Although Boucher said April 23 that the administration has not ruled out a future role for UN weapons inspectors in Iraq, Fleischer indicated April 22 that the administration was cool to the idea, saying “the United States and the coalition have taken on the responsibility for dismantling Iraq’s WMD.” A UN official stated in an April 28 interview that the United States has approached some members of the UNMOVIC staff and asked them to join U.S. inspection teams.
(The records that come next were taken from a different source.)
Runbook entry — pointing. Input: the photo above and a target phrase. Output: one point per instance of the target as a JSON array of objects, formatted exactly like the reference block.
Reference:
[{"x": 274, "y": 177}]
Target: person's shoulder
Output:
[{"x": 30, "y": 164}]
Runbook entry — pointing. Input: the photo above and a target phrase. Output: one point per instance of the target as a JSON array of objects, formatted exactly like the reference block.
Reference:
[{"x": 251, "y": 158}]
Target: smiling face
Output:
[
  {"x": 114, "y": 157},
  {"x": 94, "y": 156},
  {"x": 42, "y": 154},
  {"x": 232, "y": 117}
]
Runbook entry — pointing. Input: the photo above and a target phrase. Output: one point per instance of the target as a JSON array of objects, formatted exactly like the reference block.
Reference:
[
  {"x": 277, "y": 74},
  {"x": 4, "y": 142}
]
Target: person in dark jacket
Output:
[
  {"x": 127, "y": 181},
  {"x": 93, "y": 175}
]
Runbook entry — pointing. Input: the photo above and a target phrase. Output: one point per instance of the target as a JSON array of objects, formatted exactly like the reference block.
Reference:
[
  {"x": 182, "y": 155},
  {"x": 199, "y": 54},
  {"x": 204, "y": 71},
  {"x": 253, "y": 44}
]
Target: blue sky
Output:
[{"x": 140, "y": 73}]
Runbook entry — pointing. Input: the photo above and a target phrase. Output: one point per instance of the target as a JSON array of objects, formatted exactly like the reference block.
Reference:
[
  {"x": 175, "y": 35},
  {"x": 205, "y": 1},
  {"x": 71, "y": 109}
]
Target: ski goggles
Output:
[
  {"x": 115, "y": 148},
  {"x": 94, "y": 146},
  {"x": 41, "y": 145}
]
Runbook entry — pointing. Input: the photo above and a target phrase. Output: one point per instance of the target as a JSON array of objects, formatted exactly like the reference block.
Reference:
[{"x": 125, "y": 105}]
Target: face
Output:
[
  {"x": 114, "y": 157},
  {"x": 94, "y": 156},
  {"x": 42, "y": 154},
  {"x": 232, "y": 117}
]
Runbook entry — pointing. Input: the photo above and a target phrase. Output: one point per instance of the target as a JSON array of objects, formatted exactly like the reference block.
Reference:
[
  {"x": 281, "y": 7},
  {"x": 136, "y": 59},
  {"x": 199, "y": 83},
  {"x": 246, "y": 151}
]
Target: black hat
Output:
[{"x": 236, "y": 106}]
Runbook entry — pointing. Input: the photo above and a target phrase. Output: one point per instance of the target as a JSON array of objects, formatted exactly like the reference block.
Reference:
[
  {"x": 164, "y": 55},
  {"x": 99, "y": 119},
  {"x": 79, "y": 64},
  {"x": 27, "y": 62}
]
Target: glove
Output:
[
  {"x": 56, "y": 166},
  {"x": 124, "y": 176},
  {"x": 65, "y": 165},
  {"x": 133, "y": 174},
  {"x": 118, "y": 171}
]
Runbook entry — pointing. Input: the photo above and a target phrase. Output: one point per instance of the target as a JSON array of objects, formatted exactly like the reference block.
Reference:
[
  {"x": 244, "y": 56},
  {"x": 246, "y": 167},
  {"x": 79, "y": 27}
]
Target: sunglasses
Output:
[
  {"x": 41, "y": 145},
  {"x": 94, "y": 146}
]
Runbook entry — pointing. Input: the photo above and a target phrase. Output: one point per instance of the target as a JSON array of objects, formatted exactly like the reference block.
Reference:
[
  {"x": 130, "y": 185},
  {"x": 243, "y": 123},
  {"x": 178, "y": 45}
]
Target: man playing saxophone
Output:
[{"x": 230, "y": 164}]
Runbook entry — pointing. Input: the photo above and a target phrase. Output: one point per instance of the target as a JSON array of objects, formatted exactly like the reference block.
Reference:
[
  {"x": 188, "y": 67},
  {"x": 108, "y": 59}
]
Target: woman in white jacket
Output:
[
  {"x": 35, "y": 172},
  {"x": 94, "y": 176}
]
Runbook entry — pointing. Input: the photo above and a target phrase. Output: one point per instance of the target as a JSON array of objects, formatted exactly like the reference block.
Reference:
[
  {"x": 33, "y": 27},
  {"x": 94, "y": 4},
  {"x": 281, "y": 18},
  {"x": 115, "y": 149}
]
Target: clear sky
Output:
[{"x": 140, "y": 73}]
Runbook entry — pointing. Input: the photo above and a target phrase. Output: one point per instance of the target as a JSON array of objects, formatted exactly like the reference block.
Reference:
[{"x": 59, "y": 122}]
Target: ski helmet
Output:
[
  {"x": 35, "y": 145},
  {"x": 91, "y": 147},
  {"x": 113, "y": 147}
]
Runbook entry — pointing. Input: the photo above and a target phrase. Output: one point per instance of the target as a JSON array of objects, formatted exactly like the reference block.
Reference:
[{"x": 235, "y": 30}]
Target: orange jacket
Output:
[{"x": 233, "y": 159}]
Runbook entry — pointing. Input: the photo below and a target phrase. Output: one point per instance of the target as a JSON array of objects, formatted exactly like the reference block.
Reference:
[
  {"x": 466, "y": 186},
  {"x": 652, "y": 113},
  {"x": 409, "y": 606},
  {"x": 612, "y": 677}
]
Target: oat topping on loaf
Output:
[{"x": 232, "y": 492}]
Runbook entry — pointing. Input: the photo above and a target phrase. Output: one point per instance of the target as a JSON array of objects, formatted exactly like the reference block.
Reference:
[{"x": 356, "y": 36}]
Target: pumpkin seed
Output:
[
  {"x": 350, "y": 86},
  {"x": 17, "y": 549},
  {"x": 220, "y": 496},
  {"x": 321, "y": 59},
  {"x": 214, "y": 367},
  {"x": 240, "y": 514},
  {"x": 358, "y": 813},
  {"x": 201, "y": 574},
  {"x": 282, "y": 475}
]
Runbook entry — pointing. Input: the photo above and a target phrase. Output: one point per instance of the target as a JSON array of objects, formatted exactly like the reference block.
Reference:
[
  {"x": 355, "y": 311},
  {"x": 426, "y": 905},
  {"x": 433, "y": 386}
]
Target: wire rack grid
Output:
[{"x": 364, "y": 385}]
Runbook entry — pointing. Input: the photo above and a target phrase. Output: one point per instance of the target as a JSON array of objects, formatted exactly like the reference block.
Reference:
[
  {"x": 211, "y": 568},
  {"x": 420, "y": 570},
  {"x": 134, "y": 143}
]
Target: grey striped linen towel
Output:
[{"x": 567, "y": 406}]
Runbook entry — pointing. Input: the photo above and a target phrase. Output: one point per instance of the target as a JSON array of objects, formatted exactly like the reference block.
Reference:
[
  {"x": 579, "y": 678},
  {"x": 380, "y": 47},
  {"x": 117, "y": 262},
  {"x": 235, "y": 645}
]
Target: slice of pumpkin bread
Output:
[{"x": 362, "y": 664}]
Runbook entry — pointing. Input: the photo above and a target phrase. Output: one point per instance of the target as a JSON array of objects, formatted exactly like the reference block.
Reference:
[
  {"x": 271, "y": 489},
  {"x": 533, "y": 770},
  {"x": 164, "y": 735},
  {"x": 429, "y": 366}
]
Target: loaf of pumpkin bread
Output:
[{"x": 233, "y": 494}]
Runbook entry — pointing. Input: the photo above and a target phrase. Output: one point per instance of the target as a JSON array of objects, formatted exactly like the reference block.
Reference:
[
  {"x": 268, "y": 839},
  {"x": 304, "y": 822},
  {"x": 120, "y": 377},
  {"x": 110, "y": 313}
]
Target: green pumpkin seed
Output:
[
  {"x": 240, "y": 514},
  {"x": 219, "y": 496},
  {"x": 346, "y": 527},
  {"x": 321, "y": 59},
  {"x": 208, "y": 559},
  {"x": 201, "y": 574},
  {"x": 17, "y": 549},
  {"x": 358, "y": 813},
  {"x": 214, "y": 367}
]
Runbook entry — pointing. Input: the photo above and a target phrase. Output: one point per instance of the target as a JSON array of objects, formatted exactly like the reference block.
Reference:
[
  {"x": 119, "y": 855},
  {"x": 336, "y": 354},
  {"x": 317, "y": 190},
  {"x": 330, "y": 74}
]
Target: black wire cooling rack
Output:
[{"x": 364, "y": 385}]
Exactly when the United States wants the sanctions lifted is unclear. U.S. Ambassador to the United Nations John Negroponte said in an April 22 press statement that the sanctions “should be lifted as soon as possible.” Boucher stated, however, that the sanctions should be lifted “at an appropriate time,” after the United Nations makes necessary adjustments to the UN-administered oil-for-food program.

France proposed suspending the sanctions during an April 22 Security Council meeting, French Ambassador to the United Nations Jean-Marc de la Sabiliere told reporters. Russia and France had previously supported lifting the sanctions only in accordance with existing UN resolutions, which would require UN inspectors—rather than U.S. inspection teams—to verify Iraq’s disarmament.

Boucher described the French proposal as “a move…in the right direction” during an April 23 press briefing, but he also said that “more work [needs] to be done” to settle the issue. He added that the United States is reluctant to cut a deal in the United Nations over the inspections issue.

UNMOVIC Executive Chairman Hans Blix briefed the Security Council April 22, stating that UNMOVIC inspectors are completing the “analysis and assessment of data” from past inspections. He added that UNMOVIC is maintaining a field office in Cyprus and has 85 inspectors under contract until mid-June. After that, UNMOVIC would have to reactivate inspectors from its 315-person roster, he said.

Speaking to reporters after the meeting, Blix argued that the Security Council “would like to have the inspection and verification [completed by UN teams], which bear the imprint of that independence and of some institution that is authorized by the whole international community.” He added that UNMOVIC inspectors could work with coalition forces, saying “I don’t see an adversarial relation.”

IAEA Director-General Mohamed ElBaradei also said that his agency should resume work in Iraq “as soon as possible” in an April 22 statement to the Security Council, adding that “the IAEA continues to be the sole organization with legal powers…to verify Iraq’s nuclear disarmament.”

Fleischer stated April 22 that the United States’ existing disarmament procedures provide sufficient transparency and credibility.